14. Basecalling ao vivo e off-line

Observação : essas instruções pressupõem que a estrutura de diretório pré-existente fornecida no repositório artic-rabv e que as seções de pré-requisitos 1 e 3 do protocolo foram seguidas.

1. No sistema de arquivos local, crie um novo diretório chamado análise, onde você armazenará todas as saídas de análise. Para organizar mais: crie um subdiretório com o nome do seu projeto e dentro dele um novo diretório para a execução, usando o ID de exemplo fornecido ao MinKNOW como run_name. Faça isso em um comando da seguinte maneira:
   Mkdir -p
   análise/project_name/run_name
   Em seguida, navegue até sua localização:
   CD
   caminho/análise/project_name/run_name
2. Basecalling ao vivo
   NOTA: Para executar nanopore basecalling em tempo real, os laptops exigem uma unidade de processamento gráfico (GPU) compatível com NVIDIA CUDA. Verifique se as instruções para a configuração de basecalling da GPU foram executadas usando o protocolo guppy⁵⁶.
   1. Durante a instalação de execução, ative a base ao vivo.
   2. Use RAMPART para monitorar a cobertura de sequenciamento em tempo real, de acordo com as instruções abaixo.
   3. No terminal do computador, ative o ambiente artic-rabv conda:
      Conda ativar artic-rabv
   4. Crie um novo diretório para a saída rampart dentro do diretório run_name e navegue até ele:
      cd /caminho/análise/project_name/run_name
      mkdir rampart_output
      rampart_output de cd
   5. Crie um arquivo de código de barras.csv para emparelhar os códigos de barras e os nomes de exemplo. Ele deve ter uma linha por código de barras e especificar apenas os códigos de barras que estão presentes na biblioteca, com os títulos "código de barras" e "amostra". Siga o exemplo no diretório artic-rabv:
      análise/example_project/example_run/rampart_output/códigos de barras.csv
   6. Inicie o RAMPART fornecendo a pasta de protocolo relevante e o caminho para a pasta fastq_pass na saída MinKNOW para a execução:
      rampart --protocol /path/rampart/scheme_name_V1_protocol - basecalledPath
   7. Abra uma janela do navegador e navegue até localhost:3000 na caixa URL. Aguarde até que dados suficientes sejam basecall antes que os resultados apareçam na tela.
3. Basecalling offline (executada após a execução)
   1. Se a basecalling ao vivo não foi definida, a saída do MinKNOW será dados de sinal brutos (arquivos fast5). Não será possível usar o RAMPART durante a execução. Converta os arquivos fast5 em dados basecalled (arquivos fastq) pós-execução usando guppy (consulte a configuração na etapa de pré-requisitos 1.1.1.). Execute RAMPART post-hoc nos dados basecalled.
   2. Execute o basecaller guppy:
      guppy_basecaller -c dna_r9.4.1_450bps_fast.cfg -i /path/to/reads/fast5_* -s /path/analysis/project_name/run_name -x auto -r
      -c é o arquivo de configuração para especificar o modelo basecalling, -i é o caminho de entrada, -s é o caminho de salvamento, -x especifica basecalling pelo dispositivo GPU (excluir se estiver usando a versão de computador do guppy) e -r especifica pesquisar arquivos de entrada recursivamente.
      Observação : O arquivo de configuração (.cfg) pode ser alterado para um basecaller de alta precisão substituindo _fast por _hac, embora isso levará significativamente mais tempo.

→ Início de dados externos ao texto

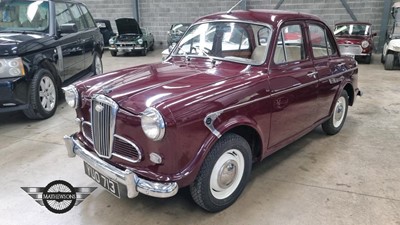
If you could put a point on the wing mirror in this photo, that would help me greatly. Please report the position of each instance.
(68, 28)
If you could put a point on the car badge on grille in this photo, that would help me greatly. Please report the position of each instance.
(99, 108)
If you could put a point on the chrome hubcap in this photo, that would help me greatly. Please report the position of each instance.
(338, 114)
(227, 174)
(47, 94)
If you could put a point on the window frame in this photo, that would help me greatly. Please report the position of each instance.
(330, 45)
(304, 43)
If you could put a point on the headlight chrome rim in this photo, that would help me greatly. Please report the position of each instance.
(11, 67)
(365, 44)
(71, 96)
(156, 122)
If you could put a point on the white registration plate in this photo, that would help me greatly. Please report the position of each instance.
(104, 181)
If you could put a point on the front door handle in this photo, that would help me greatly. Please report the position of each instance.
(312, 74)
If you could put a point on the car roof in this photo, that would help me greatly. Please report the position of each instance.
(272, 17)
(353, 22)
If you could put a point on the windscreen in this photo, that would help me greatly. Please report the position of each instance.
(232, 41)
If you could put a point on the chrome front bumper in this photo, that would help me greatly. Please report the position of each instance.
(133, 183)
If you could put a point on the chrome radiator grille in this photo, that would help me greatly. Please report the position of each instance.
(350, 49)
(103, 113)
(122, 147)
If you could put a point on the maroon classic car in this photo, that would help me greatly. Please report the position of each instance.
(355, 39)
(234, 90)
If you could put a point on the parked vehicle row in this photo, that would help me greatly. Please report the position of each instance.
(43, 45)
(237, 87)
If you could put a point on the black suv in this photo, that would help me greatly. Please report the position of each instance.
(44, 44)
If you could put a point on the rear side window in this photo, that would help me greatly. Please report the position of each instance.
(63, 15)
(89, 19)
(79, 19)
(321, 44)
(290, 45)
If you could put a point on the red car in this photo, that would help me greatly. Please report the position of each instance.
(355, 39)
(232, 91)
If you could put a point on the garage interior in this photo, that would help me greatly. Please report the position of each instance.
(350, 178)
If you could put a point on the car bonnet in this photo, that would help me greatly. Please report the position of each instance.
(127, 26)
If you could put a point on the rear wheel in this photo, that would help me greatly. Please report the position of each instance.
(43, 96)
(335, 123)
(389, 62)
(224, 174)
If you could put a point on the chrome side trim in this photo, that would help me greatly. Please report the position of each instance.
(209, 122)
(211, 117)
(133, 183)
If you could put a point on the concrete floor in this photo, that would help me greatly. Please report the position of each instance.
(350, 178)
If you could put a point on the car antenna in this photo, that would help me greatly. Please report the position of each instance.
(230, 10)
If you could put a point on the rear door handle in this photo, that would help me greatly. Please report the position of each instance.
(312, 74)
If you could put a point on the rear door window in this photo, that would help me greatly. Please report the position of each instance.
(290, 45)
(321, 45)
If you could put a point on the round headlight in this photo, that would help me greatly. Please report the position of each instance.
(153, 124)
(71, 96)
(365, 44)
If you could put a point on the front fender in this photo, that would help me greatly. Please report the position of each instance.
(190, 172)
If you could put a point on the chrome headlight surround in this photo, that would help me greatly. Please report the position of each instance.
(71, 96)
(153, 124)
(11, 67)
(365, 44)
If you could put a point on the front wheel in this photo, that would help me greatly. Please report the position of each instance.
(43, 96)
(335, 123)
(224, 174)
(97, 65)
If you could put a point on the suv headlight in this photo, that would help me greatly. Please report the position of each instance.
(71, 96)
(365, 44)
(12, 67)
(153, 124)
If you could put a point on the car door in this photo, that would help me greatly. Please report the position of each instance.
(294, 85)
(88, 38)
(72, 51)
(328, 64)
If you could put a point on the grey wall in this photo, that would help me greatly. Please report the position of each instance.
(158, 15)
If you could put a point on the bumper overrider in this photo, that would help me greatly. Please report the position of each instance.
(128, 178)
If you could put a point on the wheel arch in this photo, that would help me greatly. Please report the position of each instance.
(350, 92)
(246, 129)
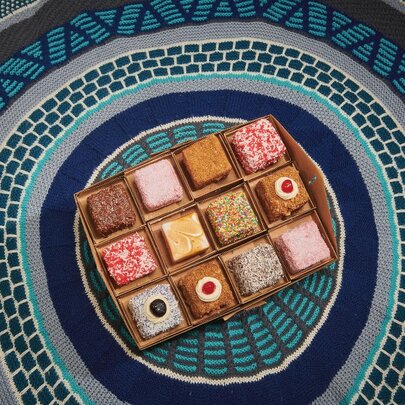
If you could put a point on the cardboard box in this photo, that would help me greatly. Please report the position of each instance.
(148, 224)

15. Lavagem das células de fluxo

1. As células de fluxo podem ser lavadas e reutilizadas para sequenciar novas bibliotecas se os poros ainda forem viáveis. Veja as instruções de lavagem no protocolo de lavagem de células de fluxo^{ONT 57}.

16. Análise e interpretação

1. Geração de sequência de consenso com pipeline de bioinformática ARTIC
   1. Siga as instruções detalhadas no repositório artic-rabv GitHub⁴⁰ na pasta rabv_protocols para gerar sequências de consenso a partir de arquivos fastq raw5 ou basecalled.
      NOTA: Consulte Artic pipeline - Core pipeline⁵⁸ para obter mais orientações.
2. Opcional: Analise a profundidade média de leitura por amplicon.
   1. Adaptar os scripts disponíveis no repositório artic-rabv, referentes ao Arquivo Suplementar 1. Resumidamente, estatísticas detalhadas são geradas usando SAMtools⁵⁹ e cobertura por nucleotídeo plotado em R.
3. Análise filogenética utilizando GLUE
   1. A partir da RABV_GLUE⁴², selecione Análise > guia Genotipagem e Interpretação > Adicionar arquivos, selecionando o arquivo fasta de sequências de consenso.
   2. Clique em Enviar e aguarde. Quando as análises estiverem concluídas, o botão Mostrar Análise estará disponível para clicar, mostrando atribuições de clados e subclados, cobertura por gene, variação de sequências de referência e parente mais próximo.
   3. Sequências contextuais relevantes também podem ser identificadas na seção Dados de Sequência > Sequências NCBI por Clado .
   4. Selecione o clado identificado ou clique em Vírus da raiva (RABV) para ver todas as sequências disponíveis.
   5. Filtro para sequências relevantes (por exemplo, país de origem).
   6. Faça o download dessas sequências e metadados correspondentes para análise e comparação.
4. Atribuição de linhagem usando MADDOG⁴¹
   1. Puxe o repositório MADDOG do GitHub para garantir que você esteja trabalhando com a versão mais atualizada.
   2. Crie uma pasta de atribuição dentro do repositório MADDOG local (criado anteriormente na seção Pré-requisitos) chamada nome de execução.
   3. Dentro da pasta, adicione o arquivo fasta contendo as sequências de consenso.
   4. Adicione um arquivo de metadados à pasta.
      Observação : esse arquivo deve ser um csv com 4 colunas chamadas 'ID', 'país', 'ano' e 'atribuição', detalhando os IDs de sequência, o país de amostragem e o ano de coleta da amostra, enquanto a coluna 'atribuição' deve estar em branco.
   5. Na interface da linha de comando, ative o ambiente conda: conda activate MADDOG.
   6. Na interface da linha de comando, navegue até a pasta do repositório MADDOG.
   7. Inicialmente, realize a atribuição de linhagem em sequências para verificar quaisquer anormalidades potenciais e identificar se a execução da etapa de designação de linhagem mais longa seria apropriada. Para isso, digite isso na linha de comando: sh assignment.sh.
   8. Quando solicitado, digite Y para indicar que você puxou o repositório e está trabalhando com a versão mais atualizada do MADDOG.
   9. Quando solicitado, digite o nome da pasta dentro da pasta do repositório MADDOG que contém o arquivo fasta.
   10. Quando a atribuição de linhagem estiver concluída, verifique o arquivo de saída em sua pasta. Se a saída for conforme o esperado e houver várias sequências atribuídas à mesma linhagem, execute a designação de linhagem.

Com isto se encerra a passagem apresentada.